Posted by Malory Beazley | Posted in advertisements , cross-platform production , film , homage , marketing , television | Posted on 8:48 PM
While the Twilight fever has died down (at least, for the moment), the influence of the monster phenomenon remains fanatical. The recurring image of the new ‘sentimental vampire’ has virtually taken over our film and television screens. Most obviously, the television world has seen the emergence of vampire-related shows like True Blood and The Vampire Diaries, neither of which would have been able to break into the market without the overwhelming triumph of The Twilight Saga.

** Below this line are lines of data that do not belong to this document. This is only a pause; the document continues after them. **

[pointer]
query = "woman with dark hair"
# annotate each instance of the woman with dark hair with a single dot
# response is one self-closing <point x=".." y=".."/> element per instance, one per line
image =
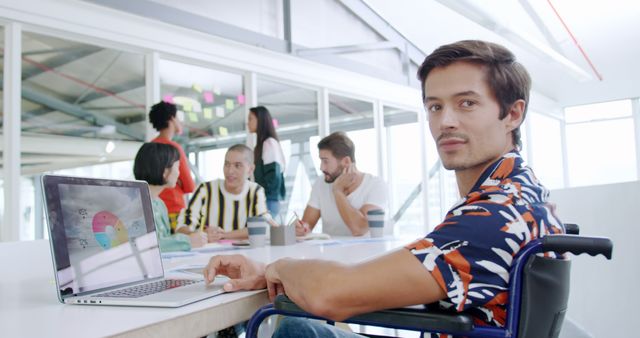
<point x="164" y="118"/>
<point x="268" y="158"/>
<point x="158" y="164"/>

Even Paul Wesley, who plays Stefan the tender-hearted vampire on the CW's The Vampire Diaries, attributes his growing popularity to the phenomenon: “Do I think the show would be successful as it is, if it weren’t for Twilight? No.” And the shows themselves often recognize this influence by paying a brief homage to the series. In The Vampire Diaries, the bad boy vampire Damon scoffs as he flips through a copy of Twilight, remarking, “What’s so special about this Bella girl? Edward’s so whipped! I miss Anne Rice. She was so on it.” And when asked why he doesn’t sparkle Damon retorts, “Because I live in the real world where vampires burn in the sun.” More subtly, in the Season Two finale of HBO's True Blood, a brief shot of a red-orange Chevrolet truck is seen parked outside of Merlotte’s Bar and Grill. It’s no coincidence that Bella drives the exact same vehicle in Twilight and New Moon.
Suddenly, it seemed like our film and television screens were dominated by an onslaught of emotional vampires. This includes Jordan Galland’s film, Rosencrantz and Guildenstern are Undead, which debuted its first teaser twelve months ago, but is finally being set for release this year. Remarkably, at the end of the four-year span between 2009 and 2012 there will have been a total of 80 new films and television shows that feature the vampire.
In addition, new screenplays that don’t even involve vampires are piggybacking on the success of Twilight to be launched into production. Two new Bronte films, Wuthering Heights (starring Gossip Girl’s Ed Westwick as Heathcliff) and Jane Eyre are set to begin shooting this spring all because of a “renewed enthusiasm among financiers for gothic romance.” Producers cite the ‘star-crossed’ relationship between Edward and Bella as a source for this new obsession with old gothic tales. Even Bella Swan goes to sleep every night with Wuthering Heights and Pride and Prejudice on her pillow.
In a similar vein, film producers and distributors are taking advantage of the niche market that has been conveniently created: 12-18 year old girls. Peter Jackson’s The Lovely Bones was initially promoted as a dark film targeted at adults (and rightly so, with the sexually violent content). However, when the critics slammed the film and box office numbers were less than anticipated, Jackson quickly re-cut the trailer to make it more suitable for younger audiences (i.e. Twihards) and acquired the rights to run the trailer prior to the screenings of The Twilight Saga: New Moon. The marketing strategy paid off big time as Jackson walked away with a surprising additional $20 million: 72% of the audience was female and 40% was younger than 20 years old. Genius.
So, you think the 'sentimental vampire' craze will end with the release of the fourth and final chapter in The Twilight Saga? Bite me.